Selesnya Conclave: Collective Might (Green/White)
This deck focuses a lot on pumping out tokens and then playing cards that benefit from having a large number of creatures in play, such as Scion of the Wild whose power and toughness are equal to the number of creatures you control. Given that he only costs 3 mana to play this becomes a very powerful combination when you’re dropping saprolings all over the board. Other mechanics that see a lot of use here are trample (because it’s green, duh) and Lifelink as well as other life gaining effects. This is the first deck you face in the expansion and one that took me a few games to defeat. If you like to bring out a lot of creatures then this is perfect for you.
Azorius Senate: Aura Servants (Blue/White)
Now this is a bit of a weird occurrence for me because I normally loathe playing blue because it gets entirely too fiddly and I can’t be bothered playing counter after counter whilst chipping away with a tiny 2/1 bird. Yet this deck is fantastically constructed, the core mechanic revolves around various effects that trigger when you attach an aura to one of your creatures. These effects range from drawing a card to putting a 4/4 flying Angel token into play, coupled with cards that help you get auras both into your hand and into play. This deck becomes very powerful very quickly. This is the deck I mostly used to beat the expansion.
Izzet League: Mind Storms (Blue/Red)
This is actually very similar to a deck I own in the physical game. The entire idea is to throw out as many instant and sorcery cards as possible with the downside of having fewer, smaller creatures. It’s not very good for solo play honestly but it really shines in multiplayer co-op, if you can get your teammate to play a deck with a lot of creatures whilst you sit back and throw lightning at things. There is one very nasty creature in the deck though, Spellbound Dragon, which is already a 3/5 with flying gets +x/+0 when it attacks where X is the converted mana cost of the top card of your library. That can inflict some serious damage if timed with one of the deck’s big drops like Beacon of Destruction with converted mana cost 5.

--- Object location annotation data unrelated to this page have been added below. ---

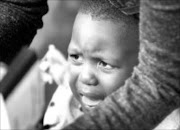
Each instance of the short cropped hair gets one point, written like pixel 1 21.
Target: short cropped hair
pixel 104 10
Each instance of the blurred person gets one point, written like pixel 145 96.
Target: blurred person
pixel 19 21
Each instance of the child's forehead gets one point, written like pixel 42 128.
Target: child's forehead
pixel 104 31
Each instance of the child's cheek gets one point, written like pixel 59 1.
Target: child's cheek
pixel 74 72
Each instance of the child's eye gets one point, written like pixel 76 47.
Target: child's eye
pixel 104 65
pixel 76 58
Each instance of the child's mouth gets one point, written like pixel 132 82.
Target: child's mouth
pixel 90 102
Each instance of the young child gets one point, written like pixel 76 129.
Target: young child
pixel 101 55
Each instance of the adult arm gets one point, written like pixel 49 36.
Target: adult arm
pixel 153 90
pixel 19 21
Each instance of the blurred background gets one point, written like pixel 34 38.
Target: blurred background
pixel 57 27
pixel 27 103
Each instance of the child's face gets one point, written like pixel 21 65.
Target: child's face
pixel 101 56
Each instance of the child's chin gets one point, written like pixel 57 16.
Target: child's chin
pixel 87 108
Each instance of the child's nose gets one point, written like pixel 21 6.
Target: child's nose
pixel 88 76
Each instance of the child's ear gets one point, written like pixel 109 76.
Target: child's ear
pixel 128 7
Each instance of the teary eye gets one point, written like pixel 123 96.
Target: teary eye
pixel 104 65
pixel 75 58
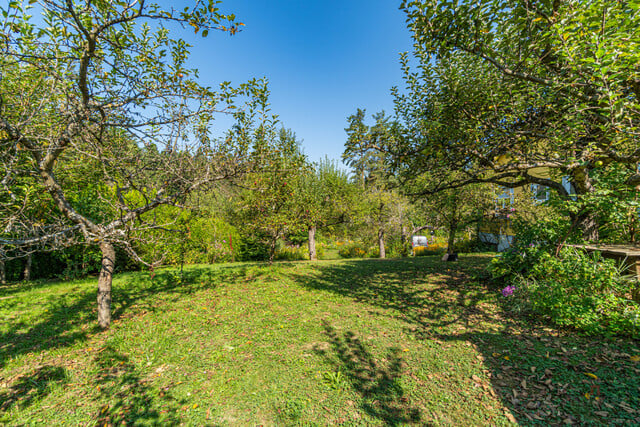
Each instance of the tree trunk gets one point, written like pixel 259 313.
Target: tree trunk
pixel 381 242
pixel 272 249
pixel 588 224
pixel 3 273
pixel 104 284
pixel 26 275
pixel 452 238
pixel 312 243
pixel 404 251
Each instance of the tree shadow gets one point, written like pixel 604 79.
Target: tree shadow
pixel 378 385
pixel 30 388
pixel 72 319
pixel 542 375
pixel 130 399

Cult of Rakdos: Grinning Malice (Black/Red)
This is a pretty fun play that revolves around quick attacks and various effects when creatures die. It is quite the epitome of what a black/red deck should be, using hasted creatures with minimal toughness and cards like Deathgreeter that allow you to gain life from their loss. On top of this a lot of cards allow you to force your opponent to discard cards or even sacrifice creatures. Played well this deck will shine in most areas of the game.
Golgari Swarm: Sepulchral Strength (Black/Green)

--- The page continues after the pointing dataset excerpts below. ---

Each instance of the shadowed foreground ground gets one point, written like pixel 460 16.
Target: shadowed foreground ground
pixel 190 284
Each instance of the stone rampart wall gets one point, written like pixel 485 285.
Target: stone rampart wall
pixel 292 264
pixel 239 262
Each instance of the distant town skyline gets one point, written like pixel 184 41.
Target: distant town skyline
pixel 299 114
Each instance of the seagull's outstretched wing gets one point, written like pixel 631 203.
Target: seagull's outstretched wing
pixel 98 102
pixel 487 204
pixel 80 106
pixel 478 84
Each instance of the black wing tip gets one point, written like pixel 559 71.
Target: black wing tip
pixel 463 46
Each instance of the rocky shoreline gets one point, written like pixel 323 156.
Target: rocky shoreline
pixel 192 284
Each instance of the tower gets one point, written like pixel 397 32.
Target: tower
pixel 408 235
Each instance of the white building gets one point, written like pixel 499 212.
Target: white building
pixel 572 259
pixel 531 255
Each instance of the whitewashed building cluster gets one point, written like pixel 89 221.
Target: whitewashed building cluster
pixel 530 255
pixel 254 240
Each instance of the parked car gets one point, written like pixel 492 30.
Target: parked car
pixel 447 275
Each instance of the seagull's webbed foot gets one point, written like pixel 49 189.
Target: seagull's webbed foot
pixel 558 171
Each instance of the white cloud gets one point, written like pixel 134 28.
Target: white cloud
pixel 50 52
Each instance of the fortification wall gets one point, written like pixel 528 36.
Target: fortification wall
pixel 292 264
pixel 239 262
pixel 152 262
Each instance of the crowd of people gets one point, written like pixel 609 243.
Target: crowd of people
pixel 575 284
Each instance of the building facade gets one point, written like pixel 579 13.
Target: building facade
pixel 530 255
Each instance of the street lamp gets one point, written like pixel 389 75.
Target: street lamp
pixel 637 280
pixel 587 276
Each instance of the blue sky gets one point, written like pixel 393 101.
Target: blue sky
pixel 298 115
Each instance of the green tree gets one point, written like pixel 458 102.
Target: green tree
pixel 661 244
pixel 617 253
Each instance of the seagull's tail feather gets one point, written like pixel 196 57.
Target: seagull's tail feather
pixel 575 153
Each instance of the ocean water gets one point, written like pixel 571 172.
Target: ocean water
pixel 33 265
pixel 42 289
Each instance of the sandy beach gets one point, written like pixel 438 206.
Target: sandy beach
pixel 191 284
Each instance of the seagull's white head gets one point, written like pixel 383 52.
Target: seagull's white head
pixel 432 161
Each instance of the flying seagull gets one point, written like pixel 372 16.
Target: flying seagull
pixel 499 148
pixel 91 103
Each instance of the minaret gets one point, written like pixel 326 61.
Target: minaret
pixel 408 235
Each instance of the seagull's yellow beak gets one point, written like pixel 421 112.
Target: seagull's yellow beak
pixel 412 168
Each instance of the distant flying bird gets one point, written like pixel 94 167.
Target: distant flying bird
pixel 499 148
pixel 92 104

A deck in a similar vein to the previous but with bigger and better green creatures is Sepulchral Strength. This is the final deck of this expansion. Once again the key here is to benefit from the death of creatures. The Golgari have always followed the theme of recycling and once again this is no exception. I didn’t really enjoy this deck as much as the others honestly, but I’m not sure if that’s because some of the others are so good. Graveyard size is a recurring variable with the use of Mortivore whose power/toughness is equal to the number of cards in all graveyards and can be regenerated for only 1 black mana. Similarly, Sewer Nemesis makes both creatures stronger over time. It also forces opponents to discard cards.
On top of the new decks the expansion adds a new round of challenges to the game. I’m not really a fan of the challenge mode because it feels like I’m penned in to one solution (because I am). The new decks are the shining star of this expansion by far and will inject a bit of new life into the game and at the same time give you a bit of a taste of what is coming in Return to Ravnica.